ABOUT THE SPEAKER Ian Guymer graduated from Loughborough University of Technology, in 1981 in Civil Engineering. This was followed by a PhD degree, awarded from the University of Birmingham in 1985, on aspects of solute mixing processes in well‐mixed estuaries. His first academic appointment was at Heriot‐Watt University, Edinburgh, followed by an appointment to the lecturing staff within the Department of Civil and Structural Engineering at the University of Sheffield in 1990. In January 2005, he was appointed Professor of Civil Engineering at the University of Warwick. A Chartered Engineer and a Member of the Chartered Institution of Water and Environmental Management, his research interests are centred on identifying and quantifying the transport and mixing processes related to solutes and fine suspended sediments within civil engineering hydraulics. This is achieved by undertaking laboratory and field studies into mixing processes and developing simplified modelling procedures for engineering applications. Research projects have been concerned with mixing processes in urban drainage and treatment systems, looking at specific components, such as manholes and combined sewer overflow structures, wetlands and ponds, river systems, quantifying dispersion effects due to topographic variations, estuarine studies and coastal mixing processes.

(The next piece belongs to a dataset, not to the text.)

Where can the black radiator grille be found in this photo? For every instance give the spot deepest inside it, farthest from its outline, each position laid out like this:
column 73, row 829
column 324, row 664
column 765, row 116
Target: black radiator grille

These topics are particularly important for modelling water quality processes. He has been funded to undertake research studies on both former UK national hydraulic facilities, the Flood Channel and the Coastal Research Facility and major European research laboratory facilities at DHI and Delft. In recent years, fundamental research has been funded by EPSRC, NERC, and the EU, with applied research funded by Unilever, Water utilities, the Environment Agency, Defra and the Highways Agency.